I watched the Kentucky Derby at Lone Star Park in Grand Prairie, Texas, outside of Dallas. I was there with my dad and a friend of his, and I bet lightly most of the day, saving up for the big race. Big mistake.

The bulk of my action in the Derby was on Dunkirk, a lightly raced but very promising horse that was 6-1 when I bet him. He stumbled out of the gate and was never a factor. The race was an ugly one, with 50-1 long shot Mine That Bird winning by the biggest margin since 1946.

It would seem he had two things going for him: a weak field (several potential favorites had slowly fallen out of the race over the last few months due to injury) and a brave, talented jockey (Calvin Borel just squeezed him through on the rail to make the final run).

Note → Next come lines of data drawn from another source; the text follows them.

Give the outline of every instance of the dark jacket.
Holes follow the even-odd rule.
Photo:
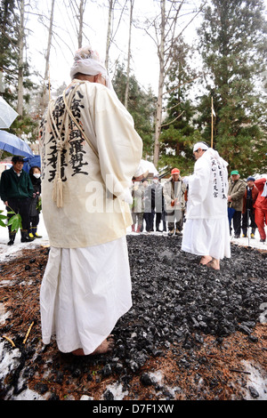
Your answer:
[[[36,209],[36,206],[41,197],[41,179],[36,179],[35,176],[31,174],[29,174],[29,178],[35,193],[35,197],[30,200],[29,216],[37,216],[40,213],[40,210]]]
[[[256,198],[254,207],[255,208],[258,207],[262,209],[263,211],[267,210],[267,197],[264,197],[263,196],[262,196],[263,189],[264,189],[264,184],[266,181],[267,181],[267,179],[261,178],[261,179],[256,180],[255,182],[256,188],[259,190],[259,193],[258,193],[258,197]]]
[[[228,196],[231,196],[232,202],[228,202],[228,206],[232,207],[236,211],[242,212],[243,210],[243,197],[246,192],[246,182],[241,180],[232,180],[229,182]]]
[[[11,167],[2,173],[0,180],[0,197],[5,202],[8,199],[23,199],[32,197],[33,186],[28,173],[21,171],[20,176]]]
[[[247,187],[246,188],[246,192],[243,197],[243,210],[242,213],[245,213],[247,209],[253,210],[254,204],[257,198],[259,190],[255,187],[255,185],[253,186],[252,190],[251,190],[251,195],[247,193],[248,189]]]

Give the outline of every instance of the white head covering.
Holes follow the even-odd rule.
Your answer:
[[[77,73],[86,76],[101,76],[106,79],[107,87],[113,90],[111,81],[108,76],[107,68],[101,60],[97,51],[93,51],[90,45],[80,48],[75,52],[74,64],[70,69],[70,77],[74,78]]]
[[[193,152],[197,151],[199,148],[200,149],[208,149],[208,146],[206,145],[204,142],[197,142],[194,145]]]

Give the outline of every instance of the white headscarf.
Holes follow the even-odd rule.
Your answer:
[[[106,80],[106,85],[113,90],[111,81],[108,76],[107,68],[101,60],[98,52],[93,51],[90,45],[80,48],[74,56],[74,64],[70,69],[70,77],[74,78],[77,73],[85,74],[86,76],[101,76]]]

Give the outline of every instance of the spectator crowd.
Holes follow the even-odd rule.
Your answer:
[[[255,239],[258,229],[260,242],[266,241],[267,179],[249,176],[242,180],[238,170],[231,172],[228,189],[228,220],[231,237]],[[174,168],[168,179],[133,178],[132,232],[168,232],[181,235],[186,221],[190,190]],[[161,223],[162,222],[162,223]],[[160,229],[160,228],[162,229]]]

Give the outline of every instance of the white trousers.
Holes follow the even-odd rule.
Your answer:
[[[125,237],[86,248],[52,247],[40,291],[44,344],[90,354],[132,307]]]
[[[211,255],[216,260],[231,257],[229,222],[222,219],[187,219],[182,250],[196,255]]]

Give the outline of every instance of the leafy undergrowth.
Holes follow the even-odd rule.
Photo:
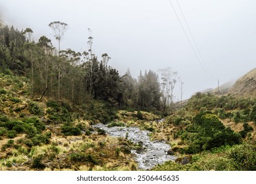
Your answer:
[[[255,171],[256,143],[214,149],[211,152],[185,155],[166,162],[154,171]]]
[[[0,170],[138,169],[132,143],[91,126],[118,118],[107,103],[33,100],[30,89],[26,78],[1,74]]]

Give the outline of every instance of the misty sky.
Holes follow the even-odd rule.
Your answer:
[[[184,97],[237,78],[255,67],[256,1],[178,0],[195,40],[193,41],[177,0],[170,0],[199,59],[193,51],[169,0],[0,0],[0,16],[19,30],[30,28],[57,47],[51,22],[68,24],[61,49],[93,50],[121,75],[171,67],[184,83]],[[176,99],[180,99],[180,82]]]

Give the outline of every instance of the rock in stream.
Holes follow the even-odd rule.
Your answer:
[[[105,130],[110,136],[126,137],[128,135],[128,139],[141,145],[141,149],[132,150],[132,153],[136,156],[136,160],[140,169],[148,170],[158,164],[175,159],[174,156],[167,154],[167,151],[170,149],[170,145],[163,141],[150,141],[147,135],[150,133],[149,131],[141,131],[136,127],[107,127],[107,125],[101,124],[93,127]]]

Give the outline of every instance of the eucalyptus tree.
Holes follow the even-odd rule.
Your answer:
[[[39,67],[41,68],[39,71],[43,89],[41,95],[41,99],[42,99],[49,87],[48,83],[49,82],[50,66],[52,66],[51,68],[53,67],[53,62],[51,62],[53,47],[51,39],[44,35],[39,39],[38,45],[42,49],[42,55],[44,57],[43,61],[41,63],[38,63]],[[51,86],[53,84],[51,83],[50,85]]]
[[[58,41],[58,53],[59,57],[61,54],[61,41],[63,39],[64,34],[68,29],[68,24],[60,21],[52,22],[49,24],[50,28],[53,31],[54,37]],[[58,100],[61,101],[61,58],[58,62]]]
[[[166,106],[170,105],[170,111],[173,111],[173,91],[177,82],[177,72],[173,72],[170,67],[165,69],[160,69],[161,72],[161,85],[163,93],[163,101],[164,103],[164,110]]]
[[[33,37],[32,37],[33,30],[31,28],[26,28],[26,30],[23,32],[23,34],[26,35],[28,42],[33,41]]]

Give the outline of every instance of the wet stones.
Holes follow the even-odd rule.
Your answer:
[[[140,169],[148,170],[157,164],[175,159],[174,156],[167,154],[170,146],[163,141],[151,141],[147,135],[150,133],[148,131],[141,131],[139,127],[107,127],[103,124],[97,124],[93,127],[103,129],[109,135],[126,137],[137,144],[136,149],[132,150],[131,152],[136,156]]]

Otherwise, like Giacomo, another 50-1 shot who won in 2005, Mine That Bird seems destined to do not much from here on out. Yes, three-year-old horses can suddenly mature into better athletes, but Mine That Bird did a lot to earn his 50-1 status on Saturday. He finished dead last out of 12 horses in last year's Breeders' Cup Juvenile race, an early showcase for potential Derby horses. His two races before the Derby came at New Mexico's obscure-for-a-reason Sunland Park, and he didn't even win them.

Some observers seem eager to make this horse something he isn't. Like Mark Beech, who writes:
Yes, Mine That Bird ran the early part of the race in dead last and picked off tiring horses to win the race. But it was the way he did it that makes him look like he might be something special.
I think the only special thing about Mine That Bird will be his winning the Derby at 50-1. But I wouldn't mind being proven wrong. If he goes on to challenge for the Triple Crown, we've got a real story on our hands.